Infinite Variance in Monte Carlo Sampling of Lattice Field Theories

TL;DR

This paper investigates the issue of infinite variance in Monte Carlo sampling of lattice quantum field theories, demonstrating divergence in certain estimators and proposing alternative methods for accurate estimation.

Contribution

It identifies the problem of infinite variance in Monte Carlo estimators for lattice field theories and introduces two new sampling techniques to address this challenge.

Findings

Variance of estimators diverges in the Gross-Neveu model.

Proposed alternative sampling methods reduce variance issues.

Numerical tests validate the effectiveness of new methods.

Abstract

In Monte Carlo calculations of expectation values in lattice quantum field theories, the stochastic variance of the sampling procedure that is used defines the precision of the calculation for a fixed number of samples.

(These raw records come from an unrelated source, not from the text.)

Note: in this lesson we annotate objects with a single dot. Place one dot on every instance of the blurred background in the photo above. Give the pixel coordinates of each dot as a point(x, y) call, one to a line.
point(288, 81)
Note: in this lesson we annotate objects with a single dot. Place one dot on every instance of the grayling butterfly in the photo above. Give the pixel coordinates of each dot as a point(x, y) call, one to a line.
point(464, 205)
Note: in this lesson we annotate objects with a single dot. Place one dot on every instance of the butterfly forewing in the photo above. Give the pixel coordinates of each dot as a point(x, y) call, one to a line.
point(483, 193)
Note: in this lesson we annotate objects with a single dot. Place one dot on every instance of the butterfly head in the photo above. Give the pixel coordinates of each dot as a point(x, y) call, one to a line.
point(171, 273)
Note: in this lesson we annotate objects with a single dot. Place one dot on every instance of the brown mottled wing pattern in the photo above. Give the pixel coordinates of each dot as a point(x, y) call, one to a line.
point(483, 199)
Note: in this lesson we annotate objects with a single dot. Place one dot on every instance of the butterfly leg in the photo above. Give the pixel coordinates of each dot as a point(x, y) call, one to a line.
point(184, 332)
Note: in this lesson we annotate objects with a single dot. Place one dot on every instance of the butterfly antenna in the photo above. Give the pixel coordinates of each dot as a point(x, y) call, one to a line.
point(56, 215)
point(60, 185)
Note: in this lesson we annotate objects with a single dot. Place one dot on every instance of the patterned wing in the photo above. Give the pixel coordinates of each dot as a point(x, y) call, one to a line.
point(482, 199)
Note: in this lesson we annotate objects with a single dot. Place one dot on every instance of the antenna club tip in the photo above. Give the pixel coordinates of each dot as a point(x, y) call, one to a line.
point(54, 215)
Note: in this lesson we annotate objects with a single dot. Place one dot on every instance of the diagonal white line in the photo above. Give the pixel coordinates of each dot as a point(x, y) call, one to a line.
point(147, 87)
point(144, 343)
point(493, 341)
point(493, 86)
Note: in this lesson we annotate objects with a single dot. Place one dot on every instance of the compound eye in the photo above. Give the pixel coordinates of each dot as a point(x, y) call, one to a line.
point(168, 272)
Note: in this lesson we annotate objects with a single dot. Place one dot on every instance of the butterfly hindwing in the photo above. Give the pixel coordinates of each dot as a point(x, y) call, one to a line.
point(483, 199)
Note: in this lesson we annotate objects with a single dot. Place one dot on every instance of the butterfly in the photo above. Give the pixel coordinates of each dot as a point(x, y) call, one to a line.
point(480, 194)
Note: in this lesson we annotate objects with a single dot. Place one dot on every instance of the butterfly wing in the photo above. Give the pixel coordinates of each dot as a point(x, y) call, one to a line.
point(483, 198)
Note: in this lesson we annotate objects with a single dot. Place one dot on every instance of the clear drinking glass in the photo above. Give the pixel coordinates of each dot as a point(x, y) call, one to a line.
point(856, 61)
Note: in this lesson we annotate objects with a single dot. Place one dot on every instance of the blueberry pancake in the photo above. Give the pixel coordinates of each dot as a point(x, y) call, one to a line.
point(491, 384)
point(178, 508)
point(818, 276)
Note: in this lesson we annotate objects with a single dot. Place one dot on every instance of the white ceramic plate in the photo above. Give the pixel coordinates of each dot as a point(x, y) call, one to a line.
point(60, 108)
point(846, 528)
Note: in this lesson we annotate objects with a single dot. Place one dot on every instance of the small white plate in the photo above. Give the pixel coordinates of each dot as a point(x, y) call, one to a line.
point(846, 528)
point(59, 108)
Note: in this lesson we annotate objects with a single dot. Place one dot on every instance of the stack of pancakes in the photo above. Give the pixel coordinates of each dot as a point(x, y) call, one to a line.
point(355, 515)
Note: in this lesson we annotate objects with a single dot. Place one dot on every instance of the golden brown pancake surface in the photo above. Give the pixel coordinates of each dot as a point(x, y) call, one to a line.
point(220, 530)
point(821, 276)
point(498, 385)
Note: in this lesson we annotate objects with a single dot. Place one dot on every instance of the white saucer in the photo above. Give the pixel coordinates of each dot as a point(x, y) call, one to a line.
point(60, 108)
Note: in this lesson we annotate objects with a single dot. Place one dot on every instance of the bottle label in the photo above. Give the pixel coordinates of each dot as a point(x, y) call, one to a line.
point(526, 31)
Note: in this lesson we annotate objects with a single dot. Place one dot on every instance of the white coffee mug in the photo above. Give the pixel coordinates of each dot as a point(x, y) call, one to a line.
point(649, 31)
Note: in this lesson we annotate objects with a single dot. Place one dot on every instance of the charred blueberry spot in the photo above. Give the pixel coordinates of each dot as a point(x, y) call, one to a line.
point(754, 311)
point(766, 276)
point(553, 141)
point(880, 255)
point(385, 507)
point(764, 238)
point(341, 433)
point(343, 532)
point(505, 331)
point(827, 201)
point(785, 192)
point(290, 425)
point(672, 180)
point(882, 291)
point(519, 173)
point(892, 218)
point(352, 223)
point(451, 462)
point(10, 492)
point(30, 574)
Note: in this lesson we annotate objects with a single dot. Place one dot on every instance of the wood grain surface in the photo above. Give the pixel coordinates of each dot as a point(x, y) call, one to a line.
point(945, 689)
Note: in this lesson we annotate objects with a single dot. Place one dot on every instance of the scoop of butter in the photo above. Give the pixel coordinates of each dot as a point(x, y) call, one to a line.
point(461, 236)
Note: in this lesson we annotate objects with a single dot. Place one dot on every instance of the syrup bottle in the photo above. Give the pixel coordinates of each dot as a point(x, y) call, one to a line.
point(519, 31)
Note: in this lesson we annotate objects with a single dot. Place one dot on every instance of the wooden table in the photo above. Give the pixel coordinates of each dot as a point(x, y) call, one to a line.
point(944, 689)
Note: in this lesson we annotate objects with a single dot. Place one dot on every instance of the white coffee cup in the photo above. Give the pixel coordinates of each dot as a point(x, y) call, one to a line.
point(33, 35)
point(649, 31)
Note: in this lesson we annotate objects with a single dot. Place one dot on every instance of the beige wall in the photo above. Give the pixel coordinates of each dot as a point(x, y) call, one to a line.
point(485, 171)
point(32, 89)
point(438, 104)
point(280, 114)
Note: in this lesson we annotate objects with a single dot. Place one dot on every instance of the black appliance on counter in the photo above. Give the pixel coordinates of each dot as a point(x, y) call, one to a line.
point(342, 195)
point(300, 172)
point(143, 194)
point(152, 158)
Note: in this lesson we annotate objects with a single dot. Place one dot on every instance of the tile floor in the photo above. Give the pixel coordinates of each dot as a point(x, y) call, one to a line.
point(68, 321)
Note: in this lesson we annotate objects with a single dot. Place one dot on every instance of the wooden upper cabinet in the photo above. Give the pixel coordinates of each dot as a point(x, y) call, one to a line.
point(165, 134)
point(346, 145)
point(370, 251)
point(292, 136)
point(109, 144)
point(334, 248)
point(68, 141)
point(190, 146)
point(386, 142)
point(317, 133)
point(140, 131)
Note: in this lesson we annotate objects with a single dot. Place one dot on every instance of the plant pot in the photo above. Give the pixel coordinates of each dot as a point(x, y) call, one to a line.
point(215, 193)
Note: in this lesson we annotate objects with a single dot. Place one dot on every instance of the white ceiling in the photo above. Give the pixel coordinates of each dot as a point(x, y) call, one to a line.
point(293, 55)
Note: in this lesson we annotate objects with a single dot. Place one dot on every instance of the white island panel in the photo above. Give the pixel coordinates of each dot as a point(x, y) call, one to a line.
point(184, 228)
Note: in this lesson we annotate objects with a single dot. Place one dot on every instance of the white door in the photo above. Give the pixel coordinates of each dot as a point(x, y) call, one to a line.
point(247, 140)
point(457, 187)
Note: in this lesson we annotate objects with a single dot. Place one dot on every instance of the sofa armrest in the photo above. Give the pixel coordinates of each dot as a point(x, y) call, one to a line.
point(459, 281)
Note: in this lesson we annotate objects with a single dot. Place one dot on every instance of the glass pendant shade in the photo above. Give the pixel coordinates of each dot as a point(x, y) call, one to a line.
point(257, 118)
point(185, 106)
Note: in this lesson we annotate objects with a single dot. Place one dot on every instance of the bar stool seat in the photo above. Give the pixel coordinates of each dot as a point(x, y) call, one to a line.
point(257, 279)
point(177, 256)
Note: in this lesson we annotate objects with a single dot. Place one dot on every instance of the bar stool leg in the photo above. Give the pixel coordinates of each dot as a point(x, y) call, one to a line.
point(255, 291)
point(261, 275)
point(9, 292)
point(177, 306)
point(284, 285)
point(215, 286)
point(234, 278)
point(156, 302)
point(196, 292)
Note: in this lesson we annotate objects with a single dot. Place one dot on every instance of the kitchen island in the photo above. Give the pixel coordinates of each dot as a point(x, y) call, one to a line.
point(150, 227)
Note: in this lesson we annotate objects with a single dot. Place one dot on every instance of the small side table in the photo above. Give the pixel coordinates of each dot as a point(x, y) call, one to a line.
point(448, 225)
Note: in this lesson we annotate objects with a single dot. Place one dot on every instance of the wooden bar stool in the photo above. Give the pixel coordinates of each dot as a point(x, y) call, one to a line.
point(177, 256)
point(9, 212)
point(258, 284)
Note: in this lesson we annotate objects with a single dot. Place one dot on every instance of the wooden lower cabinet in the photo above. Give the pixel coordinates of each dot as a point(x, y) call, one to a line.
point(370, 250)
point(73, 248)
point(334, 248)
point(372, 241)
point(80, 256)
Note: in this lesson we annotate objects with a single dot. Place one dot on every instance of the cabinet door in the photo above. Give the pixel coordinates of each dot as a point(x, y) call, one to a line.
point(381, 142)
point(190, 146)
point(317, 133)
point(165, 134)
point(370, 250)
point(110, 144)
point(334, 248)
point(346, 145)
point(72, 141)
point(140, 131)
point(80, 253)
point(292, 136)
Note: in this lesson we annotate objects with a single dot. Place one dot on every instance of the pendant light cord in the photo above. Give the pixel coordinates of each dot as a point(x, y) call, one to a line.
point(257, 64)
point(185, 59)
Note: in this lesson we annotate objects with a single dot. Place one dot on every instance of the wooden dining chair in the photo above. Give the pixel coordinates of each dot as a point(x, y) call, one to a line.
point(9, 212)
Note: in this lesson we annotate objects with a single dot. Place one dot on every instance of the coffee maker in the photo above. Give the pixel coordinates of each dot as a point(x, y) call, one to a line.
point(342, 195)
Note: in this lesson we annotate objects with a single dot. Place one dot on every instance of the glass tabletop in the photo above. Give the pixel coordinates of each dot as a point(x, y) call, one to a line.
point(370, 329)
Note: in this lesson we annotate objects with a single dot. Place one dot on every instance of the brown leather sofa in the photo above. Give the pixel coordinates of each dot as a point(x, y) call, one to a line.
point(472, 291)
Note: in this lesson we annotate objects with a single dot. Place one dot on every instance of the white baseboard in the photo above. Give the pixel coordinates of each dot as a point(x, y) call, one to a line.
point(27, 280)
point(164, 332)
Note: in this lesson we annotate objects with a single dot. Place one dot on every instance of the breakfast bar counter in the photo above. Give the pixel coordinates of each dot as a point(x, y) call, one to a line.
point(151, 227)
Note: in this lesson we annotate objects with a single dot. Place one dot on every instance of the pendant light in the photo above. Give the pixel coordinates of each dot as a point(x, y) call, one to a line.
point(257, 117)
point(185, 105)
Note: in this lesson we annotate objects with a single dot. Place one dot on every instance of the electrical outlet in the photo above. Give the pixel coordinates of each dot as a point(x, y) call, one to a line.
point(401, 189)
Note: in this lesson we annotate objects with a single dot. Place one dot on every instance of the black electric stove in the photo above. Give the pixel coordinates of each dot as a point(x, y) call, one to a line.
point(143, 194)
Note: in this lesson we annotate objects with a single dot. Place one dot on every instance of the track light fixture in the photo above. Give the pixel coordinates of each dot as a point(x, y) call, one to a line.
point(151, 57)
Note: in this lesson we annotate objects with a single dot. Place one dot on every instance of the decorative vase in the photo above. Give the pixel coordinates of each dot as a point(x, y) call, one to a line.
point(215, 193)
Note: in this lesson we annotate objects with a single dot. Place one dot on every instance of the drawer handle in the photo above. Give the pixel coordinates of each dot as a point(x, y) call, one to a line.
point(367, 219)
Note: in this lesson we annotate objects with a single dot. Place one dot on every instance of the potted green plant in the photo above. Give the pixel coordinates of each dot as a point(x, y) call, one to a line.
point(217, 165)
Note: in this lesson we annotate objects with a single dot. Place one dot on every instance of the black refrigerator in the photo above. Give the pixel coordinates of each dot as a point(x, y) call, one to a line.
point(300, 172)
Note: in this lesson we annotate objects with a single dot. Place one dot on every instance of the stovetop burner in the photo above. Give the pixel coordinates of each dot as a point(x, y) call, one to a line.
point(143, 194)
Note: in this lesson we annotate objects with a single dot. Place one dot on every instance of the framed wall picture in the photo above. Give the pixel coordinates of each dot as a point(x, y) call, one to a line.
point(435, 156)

If the variance of an estimator of a particular quantity is formally infinite, or in practice very large compared to the square of the mean, then that quantity can not be reliably estimated using the given sampling procedure. There are multiple scenarios in which this occurs, including in Lattice Quantum Chromodynamics, and a particularly simple example is given by the Gross-Neveu model where Monte Carlo calculations involve the introduction of auxiliary bosonic variables through a Hubbard-Stratonovich (HS) transformation. Here, it is shown that the variances of HS estimators for classes of operators involving fermion fields are divergent in this model and an even simpler zero-dimensional analogue. To correctly estimate these observables, two alternative sampling methods are proposed and numerically investigated.